According to market research firm Circana, Stellar Blade was the best-selling game in North America in April 2024, reflecting its strong market performance during that month. According to the Entertainment Software Association of Canada, the game was the second-best-selling software in Canada for the same month. According to Famitsu, it sold 67,131 physical units in Japan during a two-week period ending May 5, 2024, making it that period's best-selling new release. They reported it had sold 111,490 physical units in Japan by July 14, 2024.

Following its PC launch, Stellar Blade ranked first on Steam's global top sellers list. The game reached over 183,000 concurrent players on Steam within a day. It surpassed 192,000 concurrent players on Steam over the first weekend after release. This placed it as the highest ever for a single-player game published by Sony.

===Awards===
In South Korea, Stellar Blade earned seven nominations at the Korean Game Awards and achieved a clean sweep across all categories. At The Game Awards 2024, the game received two nominations. It was also nominated for Action Game of the Year at the 28th Annual D.I.C.E. Awards. It appeared on several year-end lists of 2024, including Hardcore Gamer (3th), Push Square (4th), Complex (9th), Rolling Stone (19th), and Eurogamer (33th).

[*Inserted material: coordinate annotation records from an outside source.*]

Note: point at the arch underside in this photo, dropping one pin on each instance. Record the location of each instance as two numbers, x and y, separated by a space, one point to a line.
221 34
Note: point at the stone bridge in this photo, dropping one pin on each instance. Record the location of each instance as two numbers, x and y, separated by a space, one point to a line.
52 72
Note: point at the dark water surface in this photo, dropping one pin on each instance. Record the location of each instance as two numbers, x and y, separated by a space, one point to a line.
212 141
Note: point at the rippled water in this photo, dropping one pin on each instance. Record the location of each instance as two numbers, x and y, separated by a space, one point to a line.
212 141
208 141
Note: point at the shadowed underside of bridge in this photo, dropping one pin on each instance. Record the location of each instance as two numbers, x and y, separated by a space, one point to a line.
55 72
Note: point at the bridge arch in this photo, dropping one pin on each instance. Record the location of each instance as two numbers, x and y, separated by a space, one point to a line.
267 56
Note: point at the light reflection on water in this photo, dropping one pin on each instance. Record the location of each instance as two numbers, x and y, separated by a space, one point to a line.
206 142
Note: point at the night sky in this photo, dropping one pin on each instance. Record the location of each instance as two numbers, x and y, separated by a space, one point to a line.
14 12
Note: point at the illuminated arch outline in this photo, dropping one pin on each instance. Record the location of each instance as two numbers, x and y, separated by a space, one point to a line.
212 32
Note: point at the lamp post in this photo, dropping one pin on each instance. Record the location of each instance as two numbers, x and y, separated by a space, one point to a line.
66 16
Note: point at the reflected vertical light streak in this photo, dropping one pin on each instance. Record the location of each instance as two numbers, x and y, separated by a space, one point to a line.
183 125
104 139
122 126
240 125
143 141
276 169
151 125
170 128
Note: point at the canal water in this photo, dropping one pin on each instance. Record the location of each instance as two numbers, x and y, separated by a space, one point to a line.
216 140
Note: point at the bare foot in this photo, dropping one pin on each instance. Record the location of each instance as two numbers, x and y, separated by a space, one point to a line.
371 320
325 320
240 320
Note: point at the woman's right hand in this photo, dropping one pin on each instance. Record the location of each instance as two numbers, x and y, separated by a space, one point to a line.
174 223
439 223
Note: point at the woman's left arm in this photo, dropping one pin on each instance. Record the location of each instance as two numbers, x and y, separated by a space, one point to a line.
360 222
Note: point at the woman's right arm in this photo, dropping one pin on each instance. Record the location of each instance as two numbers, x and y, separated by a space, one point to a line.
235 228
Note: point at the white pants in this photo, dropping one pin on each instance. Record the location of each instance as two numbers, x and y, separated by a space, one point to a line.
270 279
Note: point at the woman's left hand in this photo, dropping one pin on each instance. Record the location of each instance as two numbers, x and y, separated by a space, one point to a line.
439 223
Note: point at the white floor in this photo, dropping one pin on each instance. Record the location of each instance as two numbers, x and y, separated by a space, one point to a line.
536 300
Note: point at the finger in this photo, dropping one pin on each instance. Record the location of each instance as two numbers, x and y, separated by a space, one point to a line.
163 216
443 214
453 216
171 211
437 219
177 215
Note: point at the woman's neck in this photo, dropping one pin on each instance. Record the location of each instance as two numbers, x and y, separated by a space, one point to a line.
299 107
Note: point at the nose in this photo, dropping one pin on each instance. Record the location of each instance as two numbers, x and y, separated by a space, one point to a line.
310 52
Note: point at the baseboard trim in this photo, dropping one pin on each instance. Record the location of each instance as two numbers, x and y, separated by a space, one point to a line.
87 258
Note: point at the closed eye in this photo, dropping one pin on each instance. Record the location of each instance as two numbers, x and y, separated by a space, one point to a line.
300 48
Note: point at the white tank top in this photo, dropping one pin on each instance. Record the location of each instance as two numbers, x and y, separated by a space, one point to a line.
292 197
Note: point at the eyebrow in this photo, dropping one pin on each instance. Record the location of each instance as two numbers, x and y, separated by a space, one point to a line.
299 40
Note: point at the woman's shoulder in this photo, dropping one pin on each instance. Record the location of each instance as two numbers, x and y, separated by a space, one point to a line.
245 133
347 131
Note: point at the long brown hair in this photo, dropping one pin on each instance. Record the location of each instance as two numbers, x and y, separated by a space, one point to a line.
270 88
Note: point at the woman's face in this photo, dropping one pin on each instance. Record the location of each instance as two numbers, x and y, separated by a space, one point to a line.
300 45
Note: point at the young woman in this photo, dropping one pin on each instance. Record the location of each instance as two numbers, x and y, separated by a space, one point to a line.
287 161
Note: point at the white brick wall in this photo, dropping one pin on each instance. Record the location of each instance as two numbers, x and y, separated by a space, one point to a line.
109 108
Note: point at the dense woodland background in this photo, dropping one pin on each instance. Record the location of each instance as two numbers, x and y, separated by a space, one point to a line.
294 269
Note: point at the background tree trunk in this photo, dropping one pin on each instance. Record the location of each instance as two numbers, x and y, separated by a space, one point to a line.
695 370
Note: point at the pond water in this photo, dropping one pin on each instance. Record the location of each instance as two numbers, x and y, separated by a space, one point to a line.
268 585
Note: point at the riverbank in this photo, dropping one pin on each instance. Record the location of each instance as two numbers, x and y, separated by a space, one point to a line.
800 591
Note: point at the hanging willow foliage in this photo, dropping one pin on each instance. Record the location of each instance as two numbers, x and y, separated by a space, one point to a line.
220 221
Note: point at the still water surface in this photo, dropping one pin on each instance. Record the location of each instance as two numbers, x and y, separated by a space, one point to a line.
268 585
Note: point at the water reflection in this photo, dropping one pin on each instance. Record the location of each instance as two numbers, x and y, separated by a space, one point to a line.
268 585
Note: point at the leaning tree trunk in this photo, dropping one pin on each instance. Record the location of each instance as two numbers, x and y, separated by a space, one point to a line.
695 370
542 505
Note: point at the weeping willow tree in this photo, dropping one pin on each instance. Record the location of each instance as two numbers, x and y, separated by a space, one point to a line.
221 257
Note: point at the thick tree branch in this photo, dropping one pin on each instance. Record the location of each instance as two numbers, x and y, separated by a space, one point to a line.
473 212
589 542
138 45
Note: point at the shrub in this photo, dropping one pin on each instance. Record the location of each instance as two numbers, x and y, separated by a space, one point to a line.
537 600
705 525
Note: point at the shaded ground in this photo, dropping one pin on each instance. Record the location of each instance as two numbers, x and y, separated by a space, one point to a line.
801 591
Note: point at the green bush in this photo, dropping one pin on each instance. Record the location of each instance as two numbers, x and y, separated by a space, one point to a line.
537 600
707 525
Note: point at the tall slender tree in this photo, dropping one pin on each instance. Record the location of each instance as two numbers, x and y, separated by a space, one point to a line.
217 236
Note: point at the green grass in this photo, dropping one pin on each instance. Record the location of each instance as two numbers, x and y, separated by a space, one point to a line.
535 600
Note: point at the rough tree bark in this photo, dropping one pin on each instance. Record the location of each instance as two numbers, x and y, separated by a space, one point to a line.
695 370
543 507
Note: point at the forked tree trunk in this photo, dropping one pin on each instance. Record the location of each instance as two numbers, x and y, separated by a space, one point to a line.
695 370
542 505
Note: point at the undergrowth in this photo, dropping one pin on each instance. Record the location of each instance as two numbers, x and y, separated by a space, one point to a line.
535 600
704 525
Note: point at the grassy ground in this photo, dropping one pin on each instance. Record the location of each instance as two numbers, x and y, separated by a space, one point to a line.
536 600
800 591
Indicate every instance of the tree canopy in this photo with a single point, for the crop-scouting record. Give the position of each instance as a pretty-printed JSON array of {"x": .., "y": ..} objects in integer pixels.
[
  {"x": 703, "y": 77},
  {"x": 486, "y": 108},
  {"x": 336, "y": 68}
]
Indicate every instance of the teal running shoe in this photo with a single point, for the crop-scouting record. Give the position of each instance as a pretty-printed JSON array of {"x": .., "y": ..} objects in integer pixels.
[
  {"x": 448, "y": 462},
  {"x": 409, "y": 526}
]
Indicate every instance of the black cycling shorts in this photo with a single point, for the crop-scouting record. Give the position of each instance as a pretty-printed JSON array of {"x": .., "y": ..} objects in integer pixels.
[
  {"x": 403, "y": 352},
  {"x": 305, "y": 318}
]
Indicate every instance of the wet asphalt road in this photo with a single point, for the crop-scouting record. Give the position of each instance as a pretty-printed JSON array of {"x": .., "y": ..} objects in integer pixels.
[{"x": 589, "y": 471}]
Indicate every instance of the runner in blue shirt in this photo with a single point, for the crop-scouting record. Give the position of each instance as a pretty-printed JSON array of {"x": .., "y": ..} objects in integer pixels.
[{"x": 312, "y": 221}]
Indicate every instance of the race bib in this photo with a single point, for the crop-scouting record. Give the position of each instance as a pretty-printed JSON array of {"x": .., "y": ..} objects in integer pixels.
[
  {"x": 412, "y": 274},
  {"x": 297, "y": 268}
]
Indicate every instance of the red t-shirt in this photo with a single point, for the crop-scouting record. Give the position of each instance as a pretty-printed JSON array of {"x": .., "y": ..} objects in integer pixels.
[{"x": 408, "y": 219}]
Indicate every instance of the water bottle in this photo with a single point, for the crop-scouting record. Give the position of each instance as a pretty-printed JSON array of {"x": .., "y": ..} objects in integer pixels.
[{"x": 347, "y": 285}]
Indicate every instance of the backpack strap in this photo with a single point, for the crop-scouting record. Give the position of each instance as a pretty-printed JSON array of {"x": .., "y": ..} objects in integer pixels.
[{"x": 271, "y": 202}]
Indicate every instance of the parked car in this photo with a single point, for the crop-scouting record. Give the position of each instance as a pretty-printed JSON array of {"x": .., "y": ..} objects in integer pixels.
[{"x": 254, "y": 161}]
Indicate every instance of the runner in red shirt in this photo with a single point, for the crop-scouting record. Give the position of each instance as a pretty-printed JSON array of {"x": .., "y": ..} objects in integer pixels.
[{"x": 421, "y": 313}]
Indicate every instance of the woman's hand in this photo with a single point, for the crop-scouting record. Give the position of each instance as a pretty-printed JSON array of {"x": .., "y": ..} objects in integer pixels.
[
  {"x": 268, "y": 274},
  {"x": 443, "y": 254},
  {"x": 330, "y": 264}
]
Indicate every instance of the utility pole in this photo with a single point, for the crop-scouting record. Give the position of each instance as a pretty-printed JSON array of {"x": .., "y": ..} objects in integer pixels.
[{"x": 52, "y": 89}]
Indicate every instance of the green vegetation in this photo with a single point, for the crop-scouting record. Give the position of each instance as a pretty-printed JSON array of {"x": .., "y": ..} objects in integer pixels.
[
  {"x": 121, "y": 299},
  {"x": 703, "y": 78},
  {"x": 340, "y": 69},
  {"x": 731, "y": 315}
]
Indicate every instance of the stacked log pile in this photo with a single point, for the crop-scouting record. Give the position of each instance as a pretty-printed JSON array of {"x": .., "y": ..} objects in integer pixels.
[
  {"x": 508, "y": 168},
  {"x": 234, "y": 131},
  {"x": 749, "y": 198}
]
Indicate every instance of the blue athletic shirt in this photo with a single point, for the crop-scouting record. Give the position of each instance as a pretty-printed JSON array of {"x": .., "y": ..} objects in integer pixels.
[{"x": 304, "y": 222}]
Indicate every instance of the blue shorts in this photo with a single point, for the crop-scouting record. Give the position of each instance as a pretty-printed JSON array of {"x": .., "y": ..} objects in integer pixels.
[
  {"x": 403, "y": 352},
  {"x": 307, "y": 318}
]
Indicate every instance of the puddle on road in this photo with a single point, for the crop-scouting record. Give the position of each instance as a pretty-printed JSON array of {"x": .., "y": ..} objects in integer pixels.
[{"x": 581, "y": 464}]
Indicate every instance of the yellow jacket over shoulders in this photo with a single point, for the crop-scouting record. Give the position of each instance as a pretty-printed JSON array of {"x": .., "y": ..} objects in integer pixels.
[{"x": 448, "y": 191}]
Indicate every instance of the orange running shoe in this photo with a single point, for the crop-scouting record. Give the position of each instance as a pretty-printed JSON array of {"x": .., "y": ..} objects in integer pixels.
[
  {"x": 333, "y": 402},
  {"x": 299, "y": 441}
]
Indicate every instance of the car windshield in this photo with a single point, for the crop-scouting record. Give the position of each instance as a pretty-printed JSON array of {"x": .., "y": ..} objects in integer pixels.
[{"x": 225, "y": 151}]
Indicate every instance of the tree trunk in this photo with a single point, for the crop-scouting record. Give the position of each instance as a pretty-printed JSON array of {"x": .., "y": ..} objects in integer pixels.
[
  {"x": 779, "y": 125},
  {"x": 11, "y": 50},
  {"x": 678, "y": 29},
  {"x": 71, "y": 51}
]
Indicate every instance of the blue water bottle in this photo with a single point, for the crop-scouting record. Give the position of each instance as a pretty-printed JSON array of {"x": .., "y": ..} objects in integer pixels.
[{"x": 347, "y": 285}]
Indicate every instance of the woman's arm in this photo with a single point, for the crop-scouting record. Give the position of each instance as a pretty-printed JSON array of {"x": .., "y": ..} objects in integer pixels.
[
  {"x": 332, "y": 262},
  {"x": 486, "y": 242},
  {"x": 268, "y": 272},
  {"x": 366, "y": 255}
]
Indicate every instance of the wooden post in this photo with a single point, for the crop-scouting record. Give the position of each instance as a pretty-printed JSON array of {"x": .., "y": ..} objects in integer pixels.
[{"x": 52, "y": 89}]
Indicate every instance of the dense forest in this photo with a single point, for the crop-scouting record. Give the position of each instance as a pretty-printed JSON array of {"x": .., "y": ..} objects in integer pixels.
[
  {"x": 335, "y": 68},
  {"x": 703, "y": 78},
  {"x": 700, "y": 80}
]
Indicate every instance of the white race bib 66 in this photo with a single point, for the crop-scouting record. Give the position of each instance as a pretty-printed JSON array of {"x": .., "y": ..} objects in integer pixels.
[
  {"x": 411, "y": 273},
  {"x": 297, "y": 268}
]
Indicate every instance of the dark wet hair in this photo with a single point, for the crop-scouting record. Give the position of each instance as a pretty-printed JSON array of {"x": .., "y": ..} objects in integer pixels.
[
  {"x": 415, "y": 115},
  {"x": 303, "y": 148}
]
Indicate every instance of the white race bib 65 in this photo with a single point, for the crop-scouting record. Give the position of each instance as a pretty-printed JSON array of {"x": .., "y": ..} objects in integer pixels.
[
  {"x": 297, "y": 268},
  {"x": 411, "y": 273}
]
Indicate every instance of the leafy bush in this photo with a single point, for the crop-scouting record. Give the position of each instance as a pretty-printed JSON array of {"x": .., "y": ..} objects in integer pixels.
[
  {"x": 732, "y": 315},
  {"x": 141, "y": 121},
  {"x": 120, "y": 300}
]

| Year | Ceremony | Category | Result | Ref. |
| 2024 | The Game Awards 2024 | Best Score and Music | Nominated |  |
| Best Action Game | Nominated |
| Korean Game Awards | Excellence Award | Won |  |
| Popularity Game Award | Won |
| Planning and Scenario | Won |
| Sound Design | Won |
| Best Graphics | Won |
| Character Design | Won |
| Outstanding Developer Award | Won |
| 2025 | British Academy Games Awards | New intellectual Property | Longlisted |  |
| 28th Annual D.I.C.E. Awards | Action Game of the Year | Nominated |  |

== Sequel ==

Plans for a sequel were found in a Q1 earnings published by Shift Up on May 16, 2025. On May 5th 2026, a new earnings report from Shift Up said they intend to transition from publishing through Sony to self-publishing for the sequel. Stellar Blade: Blood Rain was officially unveiled at the Summer Game Fest on June 5, 2026.